At the operational level, ERSS-112 functions through centralised call centres linked to district-level response units. Calls are categorised, prioritised, and routed in real time. The integration allows rapid coordination between call takers and field personnel across police, health, and fire departments. But the system's effectiveness depends as much on human discretion as on technological design.

Operators must interpret tone, urgency, and context, often within seconds, before full information is available. Responding officers must decide how to intervene: visibly or discreetly, through enforcement or mediation. These decisions cannot be standardised. They require the kind of situational judgment that neither an algorithm nor a training manual fully captures.

What Fehmeeda encountered, an SHO who listened to her refusal of a home visit, adjusted his approach, and conducted a mediation rather than an enforcement, was not an accident of personality. It was human discretion exercised well. The system created the conditions. The officer filled them.

The gap between what the system is designed to do and what individual responders actually do in the field is where 112's reputation will ultimately be made or lost.

Awareness: The Unfinished Work

Fehmeeda did not learn about 112 through a government campaign. She remembered it because she had seen it often enough for it to register on a vehicle, in a lane, during an ordinary day that had not yet become the day she needed it.

That familiarity made the difference. It also raises the harder question: how many people in Jammu and Kashmir's more remote districts, its mountain villages, its communities with lower literacy or limited phone access, have not seen it often enough?

Awareness remains uneven. For 112 to function at its full potential, the number must be known not merely in principle but in practice retrievable under stress, in moments when clarity is compromised, and memory is the only resource left. The Doda district recently added six new ERSS response vehicles, a geographic expansion that signals the right instinct. But hardware without public knowledge is infrastructure without reach.

The Meaning Of Availability

In regions marked by geographic complexity and layered social structures, where the distance between a citizen and an institution has historically been measured not in kilometres but in negotiation, influence, and access, a system that answers regardless of who is calling is not a minor administrative achievement. It is a statement about what the state owes its people.

112 signals availability. It suggests that intervention is not contingent on proximity to power. That assistance can be requested without prior arrangement. That, at least in moments of crisis, the distance between citizen and system can be reduced to a phone call.

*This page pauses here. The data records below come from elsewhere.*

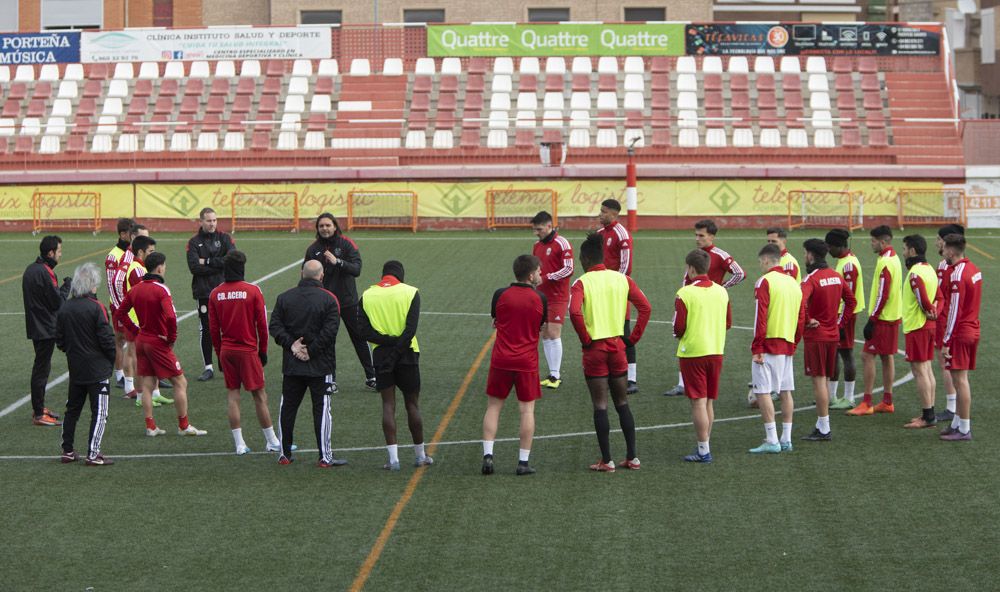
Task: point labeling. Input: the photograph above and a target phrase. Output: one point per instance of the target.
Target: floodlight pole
(631, 194)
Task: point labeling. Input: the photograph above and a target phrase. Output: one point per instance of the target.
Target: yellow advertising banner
(65, 201)
(456, 199)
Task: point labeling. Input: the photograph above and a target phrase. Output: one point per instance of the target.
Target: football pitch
(878, 508)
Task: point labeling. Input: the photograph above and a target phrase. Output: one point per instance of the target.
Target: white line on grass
(907, 378)
(65, 375)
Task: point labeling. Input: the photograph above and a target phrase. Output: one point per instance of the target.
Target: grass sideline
(877, 508)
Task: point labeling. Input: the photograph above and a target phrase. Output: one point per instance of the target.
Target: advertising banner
(569, 39)
(39, 48)
(215, 43)
(812, 39)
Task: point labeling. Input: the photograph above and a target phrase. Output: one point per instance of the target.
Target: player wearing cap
(848, 266)
(829, 307)
(156, 333)
(519, 312)
(921, 305)
(237, 321)
(390, 311)
(720, 263)
(598, 304)
(556, 256)
(702, 315)
(882, 329)
(961, 335)
(778, 323)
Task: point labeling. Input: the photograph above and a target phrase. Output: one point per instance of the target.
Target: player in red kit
(720, 263)
(598, 305)
(156, 334)
(237, 322)
(823, 292)
(519, 312)
(616, 244)
(943, 271)
(964, 287)
(556, 256)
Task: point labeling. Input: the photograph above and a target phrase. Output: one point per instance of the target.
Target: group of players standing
(938, 311)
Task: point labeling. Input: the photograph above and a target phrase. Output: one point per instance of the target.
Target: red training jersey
(617, 245)
(720, 262)
(518, 314)
(965, 286)
(237, 319)
(154, 306)
(556, 255)
(680, 309)
(771, 345)
(822, 292)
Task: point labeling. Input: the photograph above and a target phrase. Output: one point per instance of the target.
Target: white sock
(553, 355)
(238, 438)
(771, 433)
(786, 432)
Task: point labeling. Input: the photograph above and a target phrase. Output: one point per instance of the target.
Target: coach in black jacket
(42, 299)
(83, 331)
(341, 264)
(205, 252)
(304, 323)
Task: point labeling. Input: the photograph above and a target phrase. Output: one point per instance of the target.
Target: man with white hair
(83, 331)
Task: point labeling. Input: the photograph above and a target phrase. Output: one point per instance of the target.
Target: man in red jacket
(237, 322)
(157, 332)
(823, 290)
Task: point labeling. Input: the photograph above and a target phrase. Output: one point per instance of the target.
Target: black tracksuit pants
(293, 390)
(40, 373)
(78, 394)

For Fehmeeda in Soura, that distance closed in two to three minutes. For a tourist in Baisaran, it closed before the meadow had finished filling with panic.

For a woman in Khimber who had seen the number on a passing vehicle and filed it away without knowing why, it closed on the night she needed it to.

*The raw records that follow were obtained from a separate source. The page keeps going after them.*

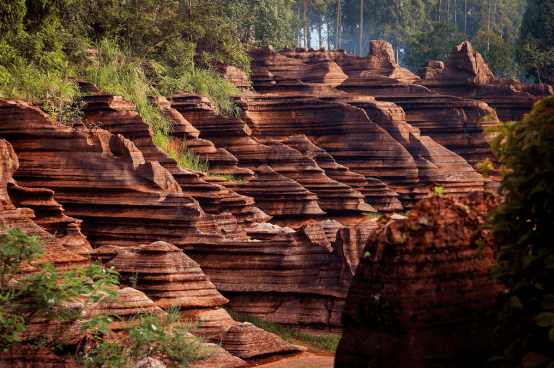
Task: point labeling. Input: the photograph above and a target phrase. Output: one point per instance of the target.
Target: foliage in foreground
(522, 224)
(147, 334)
(287, 333)
(44, 293)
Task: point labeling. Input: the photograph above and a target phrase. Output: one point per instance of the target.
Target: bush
(522, 224)
(27, 296)
(164, 338)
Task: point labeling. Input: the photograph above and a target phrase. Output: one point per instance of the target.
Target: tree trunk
(338, 24)
(319, 33)
(305, 24)
(455, 19)
(361, 26)
(328, 33)
(465, 17)
(488, 27)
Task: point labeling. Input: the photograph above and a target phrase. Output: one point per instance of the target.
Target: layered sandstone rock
(116, 115)
(246, 340)
(221, 358)
(278, 195)
(345, 132)
(32, 357)
(22, 217)
(326, 71)
(167, 275)
(430, 69)
(213, 322)
(123, 200)
(465, 74)
(420, 296)
(235, 135)
(104, 180)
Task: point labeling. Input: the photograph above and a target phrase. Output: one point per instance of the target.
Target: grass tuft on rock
(314, 343)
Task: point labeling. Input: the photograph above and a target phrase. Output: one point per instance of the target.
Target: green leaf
(547, 301)
(515, 302)
(532, 360)
(544, 319)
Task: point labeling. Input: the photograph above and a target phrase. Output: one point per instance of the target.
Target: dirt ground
(296, 360)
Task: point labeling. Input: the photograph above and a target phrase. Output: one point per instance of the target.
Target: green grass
(373, 214)
(205, 82)
(287, 333)
(115, 73)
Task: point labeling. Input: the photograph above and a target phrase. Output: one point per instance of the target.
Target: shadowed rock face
(422, 298)
(30, 356)
(22, 217)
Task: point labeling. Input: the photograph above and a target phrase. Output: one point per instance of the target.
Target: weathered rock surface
(116, 115)
(246, 340)
(215, 322)
(30, 357)
(421, 297)
(123, 200)
(167, 275)
(278, 195)
(430, 69)
(465, 74)
(325, 72)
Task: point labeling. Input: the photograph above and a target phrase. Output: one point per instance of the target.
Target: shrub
(147, 334)
(522, 224)
(25, 297)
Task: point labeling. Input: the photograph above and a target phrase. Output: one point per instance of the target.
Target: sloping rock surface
(167, 275)
(246, 340)
(30, 357)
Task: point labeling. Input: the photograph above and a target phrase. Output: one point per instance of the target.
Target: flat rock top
(301, 360)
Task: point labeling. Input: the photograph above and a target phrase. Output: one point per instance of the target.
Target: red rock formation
(31, 357)
(22, 217)
(326, 71)
(378, 64)
(345, 132)
(214, 322)
(420, 296)
(430, 69)
(465, 74)
(167, 275)
(235, 136)
(246, 340)
(278, 195)
(123, 200)
(221, 359)
(116, 115)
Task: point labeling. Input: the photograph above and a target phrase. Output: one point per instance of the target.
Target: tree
(261, 22)
(495, 53)
(535, 45)
(434, 45)
(522, 226)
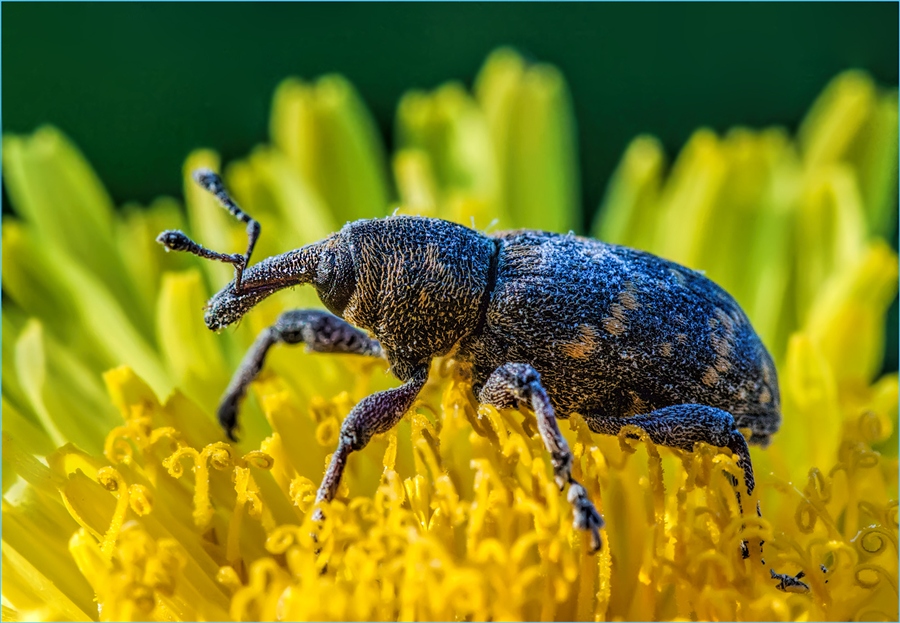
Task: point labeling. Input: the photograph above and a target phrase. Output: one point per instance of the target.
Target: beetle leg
(517, 383)
(682, 426)
(321, 331)
(374, 414)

A Number That Must Never Ring Unanswered

Emergency systems are ultimately judged not by their design, but by their reliability. They must answer when called. They must respond with consistency. And they must adapt, not rigidly enforce, to the complexity of the situations they encounter.

In Jammu and Kashmir, 112 is still building its record. The volume of daily calls thousands every day, across a territory defined by complexity, suggests it is moving in the right direction. The Pahalgam call suggests it can hold under the most extreme conditions. Fehmeeda's story suggests it can hold under the most human ones.

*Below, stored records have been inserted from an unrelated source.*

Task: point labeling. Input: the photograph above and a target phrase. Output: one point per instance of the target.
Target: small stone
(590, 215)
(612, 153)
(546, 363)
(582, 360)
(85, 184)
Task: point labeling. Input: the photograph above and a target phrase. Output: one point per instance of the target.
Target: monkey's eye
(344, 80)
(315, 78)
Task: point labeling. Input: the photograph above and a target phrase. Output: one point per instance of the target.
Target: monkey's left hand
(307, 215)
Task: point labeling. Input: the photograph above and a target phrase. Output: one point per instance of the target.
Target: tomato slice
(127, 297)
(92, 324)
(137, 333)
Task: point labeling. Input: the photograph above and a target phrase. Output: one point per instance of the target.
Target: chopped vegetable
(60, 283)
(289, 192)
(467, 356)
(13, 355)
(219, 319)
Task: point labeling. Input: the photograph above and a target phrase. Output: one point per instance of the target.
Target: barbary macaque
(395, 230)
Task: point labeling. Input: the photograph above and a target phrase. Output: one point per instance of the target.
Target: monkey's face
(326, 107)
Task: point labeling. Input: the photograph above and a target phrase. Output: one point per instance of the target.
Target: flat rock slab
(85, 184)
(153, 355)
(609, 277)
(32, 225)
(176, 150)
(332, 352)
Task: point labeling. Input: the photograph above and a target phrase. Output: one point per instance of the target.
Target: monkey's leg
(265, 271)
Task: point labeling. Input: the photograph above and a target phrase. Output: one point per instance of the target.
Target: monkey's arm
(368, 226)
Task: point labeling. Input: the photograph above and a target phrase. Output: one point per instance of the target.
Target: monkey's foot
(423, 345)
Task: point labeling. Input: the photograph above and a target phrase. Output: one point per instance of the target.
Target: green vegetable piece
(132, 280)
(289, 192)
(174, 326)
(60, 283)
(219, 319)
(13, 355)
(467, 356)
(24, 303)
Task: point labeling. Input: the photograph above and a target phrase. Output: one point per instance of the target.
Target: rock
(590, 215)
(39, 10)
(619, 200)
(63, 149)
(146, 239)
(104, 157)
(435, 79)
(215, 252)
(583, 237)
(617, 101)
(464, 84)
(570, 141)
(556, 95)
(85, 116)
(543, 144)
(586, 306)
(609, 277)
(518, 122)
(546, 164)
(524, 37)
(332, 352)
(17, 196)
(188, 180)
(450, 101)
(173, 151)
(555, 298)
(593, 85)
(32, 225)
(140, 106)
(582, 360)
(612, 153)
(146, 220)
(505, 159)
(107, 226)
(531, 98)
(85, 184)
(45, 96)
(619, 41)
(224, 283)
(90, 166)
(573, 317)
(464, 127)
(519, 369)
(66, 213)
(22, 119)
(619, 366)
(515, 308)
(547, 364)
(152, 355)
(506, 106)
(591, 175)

But systems do not maintain themselves. They require investment in technology, in training, in the particular human quality that made an SHO in Ahmad Nagar, Hazratbal choose mediation over procedure. They require a government that treats emergency response not as a law enforcement adjunct but as a public utility, as fundamental to daily life as water and roads. Someone in Jammu and Kashmir will dial 112 in the next four minutes.

They will be frightened, or injured, or alone in a way that has become unbearable. They will have done the hardest thing: to ask. What follows is not theirs to control. It is ours to ensure.